The Philadelphia Semiconductor Index, a capitalization-weighted index comprised of 30 semiconductor companies, retreated 16.8 percent in October alone after the chip prices turned south. The spot DRAM prices in 4-Gigabit DDR that fetched $4.07 in June fell 14 percent to $3.50 last month.

Exports are also shaking. Exports increased 21.5 percent on year to $11.78 billion in October. But when considering that this October had five additional working days, daily shipments actually decreased by 4.4 percent on year. The supercycle in memory chips fueled by supply shortage and overwhelming demand that arrived from the second half of 2016 is coming to an end. That means trouble for the Korean economy, where semiconductors make up 21.5 percent of exports.

Beijing claims it has plentiful evidence to punish three major companies — two from Korea and Micron Technologies of the United States — on antitrust grounds. China is in the midst of a campaign to bump up its self-sufficiency rate in semiconductors to 70 percent by 2025 from 10 percent in 2016. The ascension must make prey out of dominant players like Samsung Electronics.

The Korean economy has been excessively reliant on semiconductors. A slowdown in the industry will further affect the battered domestic front in output, investment and employment. The government repeatedly vowed to groom new industries and innovations, but no meaningful actions have followed.
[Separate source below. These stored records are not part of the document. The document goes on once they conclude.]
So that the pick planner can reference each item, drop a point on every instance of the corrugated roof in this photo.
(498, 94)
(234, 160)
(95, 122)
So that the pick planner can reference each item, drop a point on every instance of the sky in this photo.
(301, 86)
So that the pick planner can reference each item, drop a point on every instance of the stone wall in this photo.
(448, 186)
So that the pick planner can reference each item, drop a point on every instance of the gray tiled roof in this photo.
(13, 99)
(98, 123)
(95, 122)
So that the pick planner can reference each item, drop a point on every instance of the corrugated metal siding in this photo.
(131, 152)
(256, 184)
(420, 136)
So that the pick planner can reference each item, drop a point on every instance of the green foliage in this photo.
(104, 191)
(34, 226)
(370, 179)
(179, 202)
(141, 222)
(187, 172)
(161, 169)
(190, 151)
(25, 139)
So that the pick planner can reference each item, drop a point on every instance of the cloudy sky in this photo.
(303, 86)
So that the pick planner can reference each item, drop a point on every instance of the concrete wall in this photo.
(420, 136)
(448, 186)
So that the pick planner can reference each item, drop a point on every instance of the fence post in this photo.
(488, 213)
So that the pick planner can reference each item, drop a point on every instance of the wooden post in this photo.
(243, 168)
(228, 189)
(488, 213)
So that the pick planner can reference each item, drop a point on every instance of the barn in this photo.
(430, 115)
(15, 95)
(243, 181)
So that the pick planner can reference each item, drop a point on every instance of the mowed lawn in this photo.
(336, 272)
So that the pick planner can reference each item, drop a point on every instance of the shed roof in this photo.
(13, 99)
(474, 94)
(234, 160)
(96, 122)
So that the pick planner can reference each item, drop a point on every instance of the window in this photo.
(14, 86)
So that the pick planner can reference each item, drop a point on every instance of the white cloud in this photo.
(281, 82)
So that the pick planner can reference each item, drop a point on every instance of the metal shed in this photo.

There is little progress in reforming the labor market or regulations. The plan to extend flextime has hit a snag due to strong opposition from union groups. If a country cannot make a single revision to the system or law, how can it weather a tsunami of challenges?

The government must stop clinging to its ideology-driven policy. Companies must be free to run and fly. To bring life into the sagging economy and business activities, actions must be made on regulatory and labor front. The storm is coming. There is not much time left.